Palazzo Piccolomini, Pienza
This extraordinary Renaissance palazzo seems plucked from a dream. Part of its appeal is its symbiotic relationship with the surrounding landscape (with the views over the Val d’Orcia countryside and Monte Amiata to prove it).
That harmony is unsurprising when you consider the history of its host town: Pienza was planned as an “ideal Renaissance city” by Pope Pius II, who’s also the building’s namesake (he was born Enea Silvio Piccolomini). The trademark Renaissance characteristics of balance and proportion keep everything feeling fairytale-like, particularly the roof garden.
Hermitage of Montesiepi and the Abbey of Saint Galgano
In Chiusdino, which sits about 20 miles from Siena, there’s a monumental complex with a sword-in-the-stone backstory that will make you forget about King Arthur.

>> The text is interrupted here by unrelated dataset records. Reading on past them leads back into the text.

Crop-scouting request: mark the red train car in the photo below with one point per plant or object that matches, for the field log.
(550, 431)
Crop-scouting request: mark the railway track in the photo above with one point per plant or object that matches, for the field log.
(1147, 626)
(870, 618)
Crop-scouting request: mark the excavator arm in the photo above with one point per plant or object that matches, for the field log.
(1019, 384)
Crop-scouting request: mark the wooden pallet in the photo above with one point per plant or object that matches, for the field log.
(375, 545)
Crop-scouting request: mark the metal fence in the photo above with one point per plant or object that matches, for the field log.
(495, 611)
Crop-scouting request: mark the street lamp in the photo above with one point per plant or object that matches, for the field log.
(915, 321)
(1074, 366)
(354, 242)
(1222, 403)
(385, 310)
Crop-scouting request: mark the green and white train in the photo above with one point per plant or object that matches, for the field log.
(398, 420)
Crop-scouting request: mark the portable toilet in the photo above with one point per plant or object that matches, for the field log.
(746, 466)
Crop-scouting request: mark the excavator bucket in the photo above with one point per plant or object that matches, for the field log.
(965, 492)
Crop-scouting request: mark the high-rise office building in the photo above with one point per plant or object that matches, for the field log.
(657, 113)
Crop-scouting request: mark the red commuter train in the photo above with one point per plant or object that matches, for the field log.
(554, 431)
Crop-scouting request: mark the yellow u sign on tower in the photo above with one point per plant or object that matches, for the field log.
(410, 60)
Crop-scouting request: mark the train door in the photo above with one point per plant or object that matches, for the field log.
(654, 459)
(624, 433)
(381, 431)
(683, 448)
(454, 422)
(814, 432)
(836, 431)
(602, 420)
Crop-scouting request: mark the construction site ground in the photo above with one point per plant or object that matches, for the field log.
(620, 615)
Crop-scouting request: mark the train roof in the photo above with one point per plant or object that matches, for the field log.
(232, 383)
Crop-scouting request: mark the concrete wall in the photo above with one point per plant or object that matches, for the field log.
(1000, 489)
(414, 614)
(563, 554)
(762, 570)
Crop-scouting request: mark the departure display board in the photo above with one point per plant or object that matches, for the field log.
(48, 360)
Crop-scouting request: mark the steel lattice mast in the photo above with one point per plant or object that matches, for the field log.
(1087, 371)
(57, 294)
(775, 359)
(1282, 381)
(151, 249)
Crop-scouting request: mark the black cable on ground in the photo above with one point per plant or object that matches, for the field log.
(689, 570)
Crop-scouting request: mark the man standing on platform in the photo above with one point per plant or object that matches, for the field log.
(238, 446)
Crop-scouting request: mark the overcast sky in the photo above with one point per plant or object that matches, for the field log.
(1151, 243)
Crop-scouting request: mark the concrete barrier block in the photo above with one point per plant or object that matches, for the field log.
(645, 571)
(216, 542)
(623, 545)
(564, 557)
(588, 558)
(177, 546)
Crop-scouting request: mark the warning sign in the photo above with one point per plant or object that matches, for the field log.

Legend has it that 12th century noble Galgano Guidotti experienced visions of the archangel Michael that eventually led him to follow Christ and live as a hermit on Montesiepi. As a dramatic symbol of renouncing his former life and riches, Galgano struck a stone with his sword. Though some versions of the story say he was hesitant to surrender his possessions and argued with Michael about how it would be more challenging than “splitting a stone,” only to accomplish it effortlessly.
The sword in the stone is still here today, alongside the evocative remains of a Romanesque abbey, drawing in bucket-list explorers and pilgrims of all types.
Etruscan sites, Volterra
Since the blockbuster “Twilight”book series, which set some of its scenes in Volterra, the moody town has seen a spike in interest for vampire-related activities and tours. But there’s a much more interesting reason to visit: Volterra was a busy settlement site of a mysterious population, the Etruscans, whose civilization reached its height in the 6th century BCE.
The enterprising Etruscans eventually incorporated all of modern-day Tuscany into their domain. But Volterra in particular is home to fascinating traces of their past: a Roman amphitheater, an acropolis holding the ruins of two temples, a necropolis and the Porta all’Arco, a giant gateway to the ancient city.
Clustered within easy walking distance of each other, the monuments are further contextualized if you visit the nearby Guarnacci Etruscan Museum.
Uffizi Gallery, Florence
We focused this roundup on must-sees outside the Tuscan capital, but there’s simply no way to skip over the Renaissance city’s sublime art repository. Rattling off the masters on display reads like a crash course in Italian genius: Botticelli, Michelangelo, Titian, Raphael, Caravaggio and da Vinci, to start. Plus, the building itself is a work of art, designed by the father of art history, Giorgio Vasari, with vaunted views over the Arno River.
Reserving tickets online ahead of time is always advisable through the museum’s website.